Réponse à quelqu'un me questionnant sur l'infini

Un soir, avec un ami prof de math, on discutait avec des types pas du tout matheux - comme quoi on est ouvert d'esprit vous voyez. Et l'un de ces types nous questionne sur ce qu'on pense de l'infini. Je ne suis pas certain de comprendre sa question, et de pouvoir la reformuler honnêtement. Tel que je l'ai compris, il se demandait comment on pouvait se permettre de manipuler l'infini, si ça avait vraiment du sens.

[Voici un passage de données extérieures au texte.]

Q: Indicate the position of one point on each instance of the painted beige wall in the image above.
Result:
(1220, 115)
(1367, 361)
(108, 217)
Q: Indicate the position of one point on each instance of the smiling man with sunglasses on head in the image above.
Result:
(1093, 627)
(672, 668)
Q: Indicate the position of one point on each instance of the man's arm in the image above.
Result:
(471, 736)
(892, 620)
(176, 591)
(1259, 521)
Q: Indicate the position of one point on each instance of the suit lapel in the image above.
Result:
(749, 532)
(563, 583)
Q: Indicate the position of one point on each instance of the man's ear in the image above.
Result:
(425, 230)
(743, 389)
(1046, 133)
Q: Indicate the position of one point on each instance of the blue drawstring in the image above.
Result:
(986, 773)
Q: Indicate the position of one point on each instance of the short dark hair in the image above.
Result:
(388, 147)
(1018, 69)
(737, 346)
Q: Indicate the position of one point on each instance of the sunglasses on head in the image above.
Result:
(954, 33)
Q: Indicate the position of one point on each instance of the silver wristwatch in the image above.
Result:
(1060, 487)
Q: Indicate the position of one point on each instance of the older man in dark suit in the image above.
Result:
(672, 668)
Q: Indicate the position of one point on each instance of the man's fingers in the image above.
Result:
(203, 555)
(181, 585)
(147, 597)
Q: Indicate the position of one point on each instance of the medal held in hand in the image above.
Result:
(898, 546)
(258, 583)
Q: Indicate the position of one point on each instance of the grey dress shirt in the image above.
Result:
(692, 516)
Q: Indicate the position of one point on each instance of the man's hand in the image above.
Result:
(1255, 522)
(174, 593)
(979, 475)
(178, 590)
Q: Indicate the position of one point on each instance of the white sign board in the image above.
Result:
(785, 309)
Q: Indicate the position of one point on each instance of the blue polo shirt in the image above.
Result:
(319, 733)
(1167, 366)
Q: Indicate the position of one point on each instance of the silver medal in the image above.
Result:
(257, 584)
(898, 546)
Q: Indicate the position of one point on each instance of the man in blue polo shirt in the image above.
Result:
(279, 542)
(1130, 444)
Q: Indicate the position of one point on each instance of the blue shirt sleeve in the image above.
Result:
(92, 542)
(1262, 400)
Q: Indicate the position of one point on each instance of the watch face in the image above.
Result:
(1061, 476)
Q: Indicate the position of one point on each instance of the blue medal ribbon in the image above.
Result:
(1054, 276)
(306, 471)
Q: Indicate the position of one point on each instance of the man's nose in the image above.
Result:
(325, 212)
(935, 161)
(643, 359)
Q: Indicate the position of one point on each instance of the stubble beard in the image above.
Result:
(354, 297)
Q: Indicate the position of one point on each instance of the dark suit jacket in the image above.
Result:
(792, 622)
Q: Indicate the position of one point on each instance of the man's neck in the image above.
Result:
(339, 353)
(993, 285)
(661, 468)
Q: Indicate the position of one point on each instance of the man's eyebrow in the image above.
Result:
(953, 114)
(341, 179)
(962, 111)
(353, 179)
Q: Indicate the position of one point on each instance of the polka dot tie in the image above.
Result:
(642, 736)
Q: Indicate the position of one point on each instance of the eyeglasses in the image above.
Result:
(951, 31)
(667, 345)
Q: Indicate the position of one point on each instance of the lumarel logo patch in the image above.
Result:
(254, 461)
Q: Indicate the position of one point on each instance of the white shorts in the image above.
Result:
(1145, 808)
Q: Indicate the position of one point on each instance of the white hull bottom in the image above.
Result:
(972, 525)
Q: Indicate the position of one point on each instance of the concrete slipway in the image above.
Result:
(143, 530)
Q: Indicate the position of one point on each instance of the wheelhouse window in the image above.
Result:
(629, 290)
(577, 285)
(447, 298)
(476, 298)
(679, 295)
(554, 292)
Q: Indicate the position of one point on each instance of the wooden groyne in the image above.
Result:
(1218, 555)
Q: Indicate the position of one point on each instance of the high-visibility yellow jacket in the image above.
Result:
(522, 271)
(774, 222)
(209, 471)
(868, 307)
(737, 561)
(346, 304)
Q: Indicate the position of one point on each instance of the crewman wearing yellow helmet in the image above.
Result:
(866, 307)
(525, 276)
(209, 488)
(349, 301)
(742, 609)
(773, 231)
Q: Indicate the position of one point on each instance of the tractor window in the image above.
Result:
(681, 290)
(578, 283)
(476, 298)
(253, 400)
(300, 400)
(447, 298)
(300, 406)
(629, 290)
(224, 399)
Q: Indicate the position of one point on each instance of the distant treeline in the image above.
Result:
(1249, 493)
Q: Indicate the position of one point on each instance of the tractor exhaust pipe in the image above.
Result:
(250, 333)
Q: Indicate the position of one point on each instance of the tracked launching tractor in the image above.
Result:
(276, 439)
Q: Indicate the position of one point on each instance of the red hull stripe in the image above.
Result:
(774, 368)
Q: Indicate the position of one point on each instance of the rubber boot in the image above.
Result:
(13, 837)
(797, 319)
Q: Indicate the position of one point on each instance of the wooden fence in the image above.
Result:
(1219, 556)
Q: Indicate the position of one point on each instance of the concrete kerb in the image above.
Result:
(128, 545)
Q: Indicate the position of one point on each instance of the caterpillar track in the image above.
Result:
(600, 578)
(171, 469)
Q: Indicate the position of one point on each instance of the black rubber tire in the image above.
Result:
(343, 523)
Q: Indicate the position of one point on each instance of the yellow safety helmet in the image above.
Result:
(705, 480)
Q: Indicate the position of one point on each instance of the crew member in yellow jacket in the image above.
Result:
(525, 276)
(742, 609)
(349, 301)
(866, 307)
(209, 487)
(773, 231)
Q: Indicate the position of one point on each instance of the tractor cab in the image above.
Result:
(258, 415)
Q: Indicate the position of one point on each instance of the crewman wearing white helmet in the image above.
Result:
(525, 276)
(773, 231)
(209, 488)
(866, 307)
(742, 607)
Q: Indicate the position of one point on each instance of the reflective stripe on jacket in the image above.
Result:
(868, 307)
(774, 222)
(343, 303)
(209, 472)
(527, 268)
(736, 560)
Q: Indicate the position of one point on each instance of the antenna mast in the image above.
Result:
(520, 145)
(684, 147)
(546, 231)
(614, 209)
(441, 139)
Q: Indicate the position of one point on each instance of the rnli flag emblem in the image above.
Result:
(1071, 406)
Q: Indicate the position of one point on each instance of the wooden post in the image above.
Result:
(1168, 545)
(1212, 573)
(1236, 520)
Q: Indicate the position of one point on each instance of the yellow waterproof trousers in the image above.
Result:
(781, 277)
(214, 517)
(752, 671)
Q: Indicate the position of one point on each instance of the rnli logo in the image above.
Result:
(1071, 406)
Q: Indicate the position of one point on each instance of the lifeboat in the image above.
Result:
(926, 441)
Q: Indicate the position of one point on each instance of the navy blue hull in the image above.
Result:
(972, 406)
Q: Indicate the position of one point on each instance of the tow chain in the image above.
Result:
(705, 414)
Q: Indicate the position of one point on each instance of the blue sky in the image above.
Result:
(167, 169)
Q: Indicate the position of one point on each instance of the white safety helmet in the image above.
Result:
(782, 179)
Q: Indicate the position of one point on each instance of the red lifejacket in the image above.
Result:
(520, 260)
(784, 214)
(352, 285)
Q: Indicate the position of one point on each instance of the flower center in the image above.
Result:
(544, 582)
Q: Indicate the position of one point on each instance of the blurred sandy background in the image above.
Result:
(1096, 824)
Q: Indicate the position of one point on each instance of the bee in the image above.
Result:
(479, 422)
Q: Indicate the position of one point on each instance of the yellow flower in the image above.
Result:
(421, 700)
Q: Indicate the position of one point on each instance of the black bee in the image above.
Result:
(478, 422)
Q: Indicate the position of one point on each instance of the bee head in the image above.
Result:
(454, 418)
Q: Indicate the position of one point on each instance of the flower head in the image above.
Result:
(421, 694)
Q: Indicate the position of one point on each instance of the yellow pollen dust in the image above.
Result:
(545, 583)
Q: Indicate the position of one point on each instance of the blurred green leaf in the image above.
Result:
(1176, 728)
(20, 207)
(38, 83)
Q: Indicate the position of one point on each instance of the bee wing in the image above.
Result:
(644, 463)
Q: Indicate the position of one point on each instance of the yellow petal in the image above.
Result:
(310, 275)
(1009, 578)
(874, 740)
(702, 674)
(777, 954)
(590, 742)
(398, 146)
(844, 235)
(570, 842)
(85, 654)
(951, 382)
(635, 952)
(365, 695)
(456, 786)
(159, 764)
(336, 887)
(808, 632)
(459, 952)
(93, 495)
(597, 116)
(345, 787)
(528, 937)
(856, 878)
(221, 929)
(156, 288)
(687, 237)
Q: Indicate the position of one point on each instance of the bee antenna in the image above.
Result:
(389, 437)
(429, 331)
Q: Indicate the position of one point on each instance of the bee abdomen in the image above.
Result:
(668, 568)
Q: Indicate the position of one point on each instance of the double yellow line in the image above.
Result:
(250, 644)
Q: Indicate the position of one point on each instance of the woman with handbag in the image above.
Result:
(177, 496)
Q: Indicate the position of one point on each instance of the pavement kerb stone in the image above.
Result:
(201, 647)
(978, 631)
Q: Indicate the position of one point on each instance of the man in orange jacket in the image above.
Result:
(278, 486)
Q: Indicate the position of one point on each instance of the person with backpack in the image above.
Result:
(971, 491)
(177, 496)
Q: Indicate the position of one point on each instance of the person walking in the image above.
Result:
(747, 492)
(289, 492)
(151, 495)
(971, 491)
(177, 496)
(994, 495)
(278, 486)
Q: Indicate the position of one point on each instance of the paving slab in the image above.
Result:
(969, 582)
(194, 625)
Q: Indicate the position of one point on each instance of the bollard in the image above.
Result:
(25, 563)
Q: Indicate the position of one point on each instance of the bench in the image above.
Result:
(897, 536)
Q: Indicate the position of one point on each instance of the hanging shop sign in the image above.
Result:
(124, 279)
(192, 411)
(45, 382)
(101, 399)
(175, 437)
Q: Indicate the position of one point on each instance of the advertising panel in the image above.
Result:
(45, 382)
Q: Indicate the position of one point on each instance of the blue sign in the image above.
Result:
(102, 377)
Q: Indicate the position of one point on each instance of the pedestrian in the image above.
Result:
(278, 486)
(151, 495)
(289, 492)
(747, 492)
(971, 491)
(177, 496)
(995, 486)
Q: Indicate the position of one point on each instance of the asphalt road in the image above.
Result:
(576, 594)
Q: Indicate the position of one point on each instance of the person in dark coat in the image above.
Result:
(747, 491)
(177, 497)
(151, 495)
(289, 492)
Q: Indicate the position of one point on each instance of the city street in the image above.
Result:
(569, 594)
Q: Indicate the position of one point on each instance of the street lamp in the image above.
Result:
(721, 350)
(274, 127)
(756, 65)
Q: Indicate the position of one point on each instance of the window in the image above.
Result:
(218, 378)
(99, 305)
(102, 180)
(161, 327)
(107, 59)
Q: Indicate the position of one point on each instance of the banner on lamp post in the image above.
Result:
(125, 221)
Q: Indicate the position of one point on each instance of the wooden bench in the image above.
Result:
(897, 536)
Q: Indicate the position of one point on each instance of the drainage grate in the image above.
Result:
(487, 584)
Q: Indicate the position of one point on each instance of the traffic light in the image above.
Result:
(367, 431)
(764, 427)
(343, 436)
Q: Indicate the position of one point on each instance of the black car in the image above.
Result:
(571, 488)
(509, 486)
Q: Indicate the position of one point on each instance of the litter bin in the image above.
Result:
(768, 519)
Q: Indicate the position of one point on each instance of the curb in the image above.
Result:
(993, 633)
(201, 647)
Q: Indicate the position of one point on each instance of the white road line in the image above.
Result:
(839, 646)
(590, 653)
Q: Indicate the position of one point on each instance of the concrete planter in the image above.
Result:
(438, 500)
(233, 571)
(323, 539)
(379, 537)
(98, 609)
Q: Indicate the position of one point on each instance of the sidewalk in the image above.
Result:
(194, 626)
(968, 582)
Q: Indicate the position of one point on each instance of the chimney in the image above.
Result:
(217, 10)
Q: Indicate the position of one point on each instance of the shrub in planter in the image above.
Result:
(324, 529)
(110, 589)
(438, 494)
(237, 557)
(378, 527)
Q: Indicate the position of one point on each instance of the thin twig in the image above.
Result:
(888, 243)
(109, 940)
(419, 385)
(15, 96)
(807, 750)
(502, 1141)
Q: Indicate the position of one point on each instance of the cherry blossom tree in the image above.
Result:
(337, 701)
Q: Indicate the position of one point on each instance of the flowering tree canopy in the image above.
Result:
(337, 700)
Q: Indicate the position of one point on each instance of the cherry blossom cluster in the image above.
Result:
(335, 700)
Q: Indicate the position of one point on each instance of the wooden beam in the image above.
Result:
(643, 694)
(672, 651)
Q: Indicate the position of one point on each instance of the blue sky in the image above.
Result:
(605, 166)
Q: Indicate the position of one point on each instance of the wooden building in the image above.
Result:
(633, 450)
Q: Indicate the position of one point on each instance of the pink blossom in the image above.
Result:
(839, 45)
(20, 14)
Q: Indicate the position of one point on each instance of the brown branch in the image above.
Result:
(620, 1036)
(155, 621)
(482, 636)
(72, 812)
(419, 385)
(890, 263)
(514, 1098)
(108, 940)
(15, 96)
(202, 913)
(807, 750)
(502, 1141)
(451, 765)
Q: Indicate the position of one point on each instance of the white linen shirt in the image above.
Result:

J'ai trouvé assez intéressant que mon ami et moi ayons immédiatement pensé à des réponses extrèmement différentes. Ça me donne envie de lister des idées de pistes de réponses à ce sujets. Et surtout, de vous demandez ce que vous, vous auriez répondu.

Les cardinaux

Mon ami a d'abord dit - si ma mémoire est bonne - que tu as le nombre 0, puis pour chaque nombre, ce nombre as successeur. Et ce successeur n'est jamais un nombre que tu as déjà vu. Et hop, tu crées un nombre infini de trucs: l'ensemble des nombres naturels. À partir de là, il a expliqué la diagonale de Cantor - (aidé par une illustratition trouvé en ligne). Cette diagonale montre que - contrairement aux nombres entiers dont on a parlé avant - tu ne peux pas lister tous les nombres (avec une infinité de chiffre après la virgule) entre 0 et 1. Donc il y a plus de nombres entre 0 et 1 que de nombre entier. Les ensembles listables et ceux - plus gros - non listable[1].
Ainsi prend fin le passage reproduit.